Previously published in Forbes on June 28, 2017
There’s no longer a debate as to whether companies should invest in machine learning (ML); rather, the question is, “Do you have a valid reason not to invest in ML now?”
Machine learning is here, and it’s finally mature enough to cause a major seismic shift in virtually every industry. For example, Matt Swanson, founder of SVSG, wrote an article last year about how chatbots will disrupt a $200 billion industry. While ML cannot solve every problem, it has demonstrated a game-changing impact in enough markets that every CEO and CTO must ask himself/herself whether they understand ML well enough to rule it out for their own business. While appreciating the rewards of ML may be difficult, we do know the risks: ML has already disrupted several industries, including e-commerce, autonomous driving and customer engagement. The risk of ignoring ML today is one that is probably too large for any established company to take.
Machine Learning Changes The Game
While artificial intelligence grabs most of the spotlight in discussions about machine learning (primarily due to its easily graspable life-altering implications), it is but one of many disciplines in ML. Big data has demonstrated the enormous value of data: Netflix and Amazon recommend films and products based on our own purchase history and those of customers like us. Thus, big data has helped us answer questions we already knew to ask, questions such as, “What more can I sell to my customers?”
Machine learning allows us to make even better use of the data we have, as well as the data we don’t currently possess, and answer the questions we didn’t know we should ask.
Machine Learning Uses Data We Don’t Yet Have
Analytics and business intelligence extract information from structured data (i.e., data stored in databases: customer information, purchase history, etc.). But thanks to ML, we can now extract information from unstructured data such as texts, phone calls, images and videos.
Search engines used to return pages based the exact words of the query. ML takes this text analysis a few steps further. First, it extracts concepts out of words and associates pages that discuss the same concept with different words: A search for “artificial intelligence” will produce results that mention machine learning and robotics but not explicitly the words “artificial intelligence.” Beyond this, ML is now becoming proficient at sentiment analysis and determining intent in a given context. This means that ML can deduce, via our posts on social media, if we are happy or angry (sentiment analysis), for whom we are likely to vote for, or what purchase we are considering next (intent).
Similarly, ML techniques like natural language processing (NLP) and image categorization interpret and translate people’s speech as well as the content of images (e.g., facial recognition on Facebook).
This means that, thanks to ML, the huge amount of publicly available content — which, up until recently, was of little use — can now give us useful new insights.

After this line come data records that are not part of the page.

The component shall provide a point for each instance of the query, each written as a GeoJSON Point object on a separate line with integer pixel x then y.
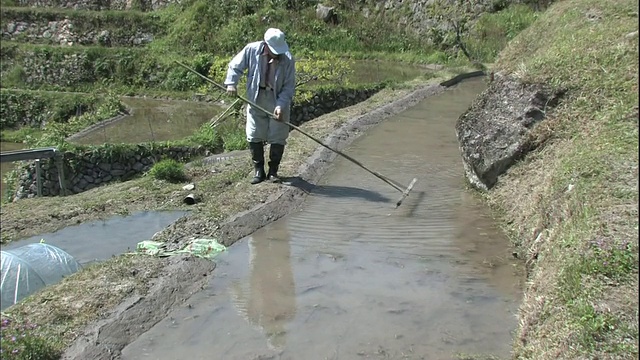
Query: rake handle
{"type": "Point", "coordinates": [374, 173]}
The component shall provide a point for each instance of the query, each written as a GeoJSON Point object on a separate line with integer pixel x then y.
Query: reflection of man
{"type": "Point", "coordinates": [270, 300]}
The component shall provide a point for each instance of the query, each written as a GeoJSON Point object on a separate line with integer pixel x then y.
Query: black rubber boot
{"type": "Point", "coordinates": [257, 156]}
{"type": "Point", "coordinates": [275, 156]}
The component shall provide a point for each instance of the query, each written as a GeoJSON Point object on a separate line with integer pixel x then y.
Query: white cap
{"type": "Point", "coordinates": [276, 42]}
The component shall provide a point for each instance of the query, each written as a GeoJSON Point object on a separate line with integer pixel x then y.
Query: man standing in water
{"type": "Point", "coordinates": [271, 79]}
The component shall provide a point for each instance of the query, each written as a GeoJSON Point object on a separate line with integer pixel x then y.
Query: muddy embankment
{"type": "Point", "coordinates": [500, 127]}
{"type": "Point", "coordinates": [184, 276]}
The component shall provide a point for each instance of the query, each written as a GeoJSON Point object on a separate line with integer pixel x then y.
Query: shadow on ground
{"type": "Point", "coordinates": [334, 191]}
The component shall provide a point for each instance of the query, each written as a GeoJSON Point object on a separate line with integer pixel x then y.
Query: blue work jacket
{"type": "Point", "coordinates": [248, 59]}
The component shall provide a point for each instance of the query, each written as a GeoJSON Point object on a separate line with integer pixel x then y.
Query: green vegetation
{"type": "Point", "coordinates": [33, 109]}
{"type": "Point", "coordinates": [204, 35]}
{"type": "Point", "coordinates": [19, 342]}
{"type": "Point", "coordinates": [582, 196]}
{"type": "Point", "coordinates": [169, 170]}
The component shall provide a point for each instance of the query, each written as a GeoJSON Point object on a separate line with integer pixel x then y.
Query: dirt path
{"type": "Point", "coordinates": [108, 337]}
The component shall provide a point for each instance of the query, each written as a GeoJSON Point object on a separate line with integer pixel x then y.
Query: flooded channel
{"type": "Point", "coordinates": [153, 120]}
{"type": "Point", "coordinates": [101, 239]}
{"type": "Point", "coordinates": [348, 277]}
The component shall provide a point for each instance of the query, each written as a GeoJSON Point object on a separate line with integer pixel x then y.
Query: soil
{"type": "Point", "coordinates": [105, 339]}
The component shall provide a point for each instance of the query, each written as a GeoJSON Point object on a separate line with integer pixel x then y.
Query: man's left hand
{"type": "Point", "coordinates": [278, 113]}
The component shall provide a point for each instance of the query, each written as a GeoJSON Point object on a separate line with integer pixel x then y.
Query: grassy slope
{"type": "Point", "coordinates": [573, 205]}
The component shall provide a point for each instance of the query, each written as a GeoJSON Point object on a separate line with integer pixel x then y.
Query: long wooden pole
{"type": "Point", "coordinates": [395, 185]}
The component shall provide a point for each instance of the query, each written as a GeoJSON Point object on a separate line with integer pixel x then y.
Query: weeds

Machine Learning Makes Better Use Of The Data We Have
Machine learning provides a new class of algorithms that manipulates structured data that we already possess. AWS has a nice blog, including code, on how to build a prediction engine for customer churn. BlackRock is using machines to manage funds.
In addition, data that every company gathers from its customers (emails, chats, comments, support requests, etc.) can now be analyzed by ML to extract accurate customer sentiment (satisfaction with the service, suggestions, identifying emergency requests). Even polls and surveys may be replaced by ML algorithms that can mine Facebook, Twitter and news sites to capture the sentiment of millions of people expressing themselves openly.
Machine Learning Answers Questions We Didn’t Know To Ask
At the risk of stating the obvious, the power of machine learning is that it learns. The more information provided, the faster it learns and the better it answers.
While traditional business intelligence techniques can tell us how often products A and B are purchased together, these techniques fail in the face of a massive organization such as Amazon, which sells over 368 million products. However, ML can digest the flow of purchase transactions and identify patterns of joint purchases. ML can even use these predictions to automatically make purchase decisions (see German e-commerce merchant Otto as an example).
Furthermore, by leveraging data we don’t have — such as stock market indices, weather data, political news and government statistics — we can correlate external events with our business data and thus enrich the accuracy of our predictions and decisions.
The rapid growth of machine learning leads to uncertainty, which may entice business leaders to hesitate in utilizing it. Yes, machine learning is complex, but it is also a powerful force of disruption. Because ML is still developing, it presents an opportunity to pull ahead of the competition by taking advantage of this maturation period. The choice is simple: disrupt or be disrupted.
It will take some time to ascertain what use cases are relevant to your company, so it is important to start this investigation now. ML is complex and challenging to master, yet the tools for machine learning are all readily available to you and are already being employed by Amazon, Google and Microsoft.
The journey to machine learning must start now.